In New Zealand, Munida gregaria is most commonly found along the east coast of the South Island, particularly around Banks Peninsula and Otago . However, they have also been observed in Milford Sound, are occasionally seen around the southern parts of Cook Strait and the beaches of Nelson. They generally live along coastlines where there is a mixing of coastal and oceanic waters to provide a sufficiently rich supply of food.

There are many species of squat lobster, but M. gregaria is unusual in that it is only one of a very few of the Munida species that aggregate in large swarms. Adult M. gregaria live on the sea floor and grow to around 5 cm long. They have been found on the sea floor in the outer Marlborough Sounds and along the coastline from Cook Strait south to Campbell Island, where they have been observed at depths of 1000 m.

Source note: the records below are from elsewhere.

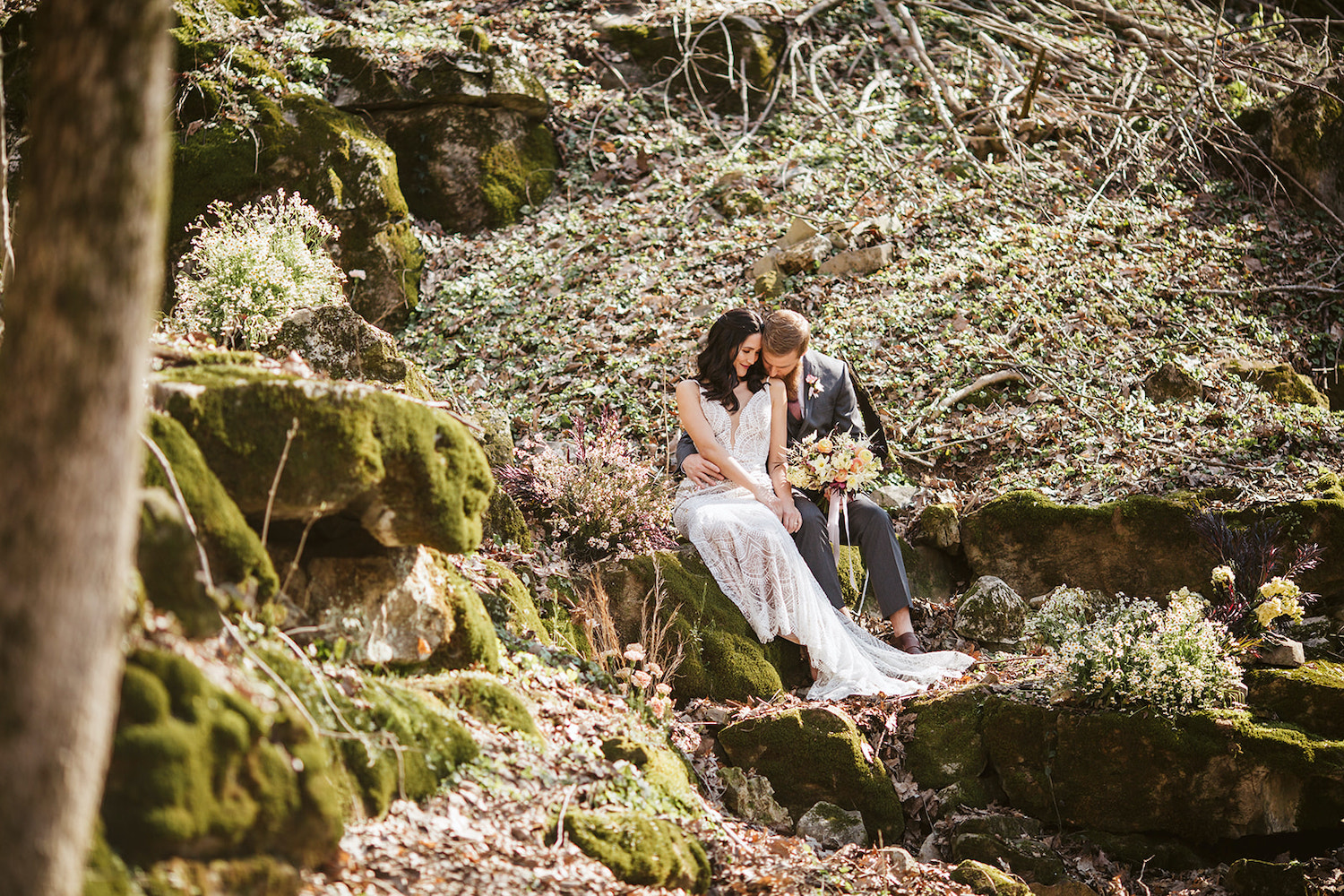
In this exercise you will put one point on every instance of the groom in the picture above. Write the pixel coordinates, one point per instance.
(822, 400)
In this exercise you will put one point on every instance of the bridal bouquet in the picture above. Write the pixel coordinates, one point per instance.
(839, 466)
(835, 465)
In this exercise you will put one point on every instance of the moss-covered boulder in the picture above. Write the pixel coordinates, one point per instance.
(698, 58)
(986, 880)
(410, 474)
(1305, 129)
(335, 340)
(306, 145)
(981, 840)
(814, 754)
(642, 850)
(201, 770)
(1279, 381)
(1311, 696)
(510, 602)
(1201, 777)
(233, 548)
(398, 742)
(991, 613)
(1142, 546)
(401, 606)
(1253, 877)
(486, 697)
(470, 168)
(169, 565)
(722, 657)
(946, 745)
(249, 876)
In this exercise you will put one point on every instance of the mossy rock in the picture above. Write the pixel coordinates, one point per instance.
(1252, 877)
(486, 697)
(233, 549)
(722, 657)
(504, 521)
(510, 602)
(1140, 546)
(1026, 857)
(410, 473)
(1185, 775)
(332, 159)
(470, 168)
(105, 872)
(402, 607)
(250, 876)
(335, 340)
(1311, 696)
(946, 745)
(1279, 382)
(988, 880)
(408, 743)
(168, 560)
(814, 754)
(642, 850)
(198, 770)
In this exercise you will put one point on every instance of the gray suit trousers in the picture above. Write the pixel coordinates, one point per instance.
(870, 530)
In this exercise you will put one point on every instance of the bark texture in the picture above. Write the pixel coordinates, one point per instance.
(89, 269)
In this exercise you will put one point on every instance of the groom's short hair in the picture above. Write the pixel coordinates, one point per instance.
(787, 332)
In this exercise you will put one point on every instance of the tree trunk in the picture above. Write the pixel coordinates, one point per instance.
(89, 271)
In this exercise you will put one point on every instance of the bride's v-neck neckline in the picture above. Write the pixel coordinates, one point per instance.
(736, 419)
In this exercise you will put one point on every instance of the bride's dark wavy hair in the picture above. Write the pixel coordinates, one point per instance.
(720, 347)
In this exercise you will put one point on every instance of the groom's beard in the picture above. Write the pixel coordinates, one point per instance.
(792, 379)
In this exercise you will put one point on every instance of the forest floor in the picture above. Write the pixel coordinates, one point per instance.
(1082, 261)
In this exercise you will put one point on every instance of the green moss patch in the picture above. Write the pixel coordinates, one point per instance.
(413, 473)
(645, 852)
(394, 742)
(486, 697)
(233, 548)
(814, 754)
(198, 770)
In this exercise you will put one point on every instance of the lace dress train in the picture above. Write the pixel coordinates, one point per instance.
(755, 562)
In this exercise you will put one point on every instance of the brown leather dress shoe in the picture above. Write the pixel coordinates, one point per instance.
(909, 642)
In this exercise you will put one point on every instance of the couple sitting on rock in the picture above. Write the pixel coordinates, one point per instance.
(757, 390)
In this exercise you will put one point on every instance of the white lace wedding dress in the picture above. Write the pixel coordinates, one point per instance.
(758, 565)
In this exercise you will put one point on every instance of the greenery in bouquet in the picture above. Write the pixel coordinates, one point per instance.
(252, 266)
(1254, 587)
(596, 495)
(839, 462)
(1133, 654)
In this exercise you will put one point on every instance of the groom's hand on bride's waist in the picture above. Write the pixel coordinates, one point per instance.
(701, 470)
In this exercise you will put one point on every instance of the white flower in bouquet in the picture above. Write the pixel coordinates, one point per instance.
(838, 462)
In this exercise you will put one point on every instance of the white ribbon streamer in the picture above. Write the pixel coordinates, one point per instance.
(839, 504)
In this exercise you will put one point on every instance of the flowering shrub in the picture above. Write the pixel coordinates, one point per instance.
(1066, 611)
(1249, 592)
(599, 497)
(1134, 654)
(254, 266)
(835, 462)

In New Zealand waters, the larvae of M. gregaria undergo 5 stages of larval development from mid-winter until the postlarval metamorphosis in spring, when they form large swarms on the surface and heaped up on beaches. They come inshore in large numbers during this phase of their life-cycle, seeking suitable habitat. Some aggregations seen from the air have been in bands up to 10 m wide but 5 km long; formation of shoals varies from year to year, with little or no shoaling observed every 3 to 5 years. The post-larval stage typically lasts until February when the animals begin the benthic phase of their life-cycle and settle on the sea floor. Adults that settle on the bottom may live for 2 or 3 years.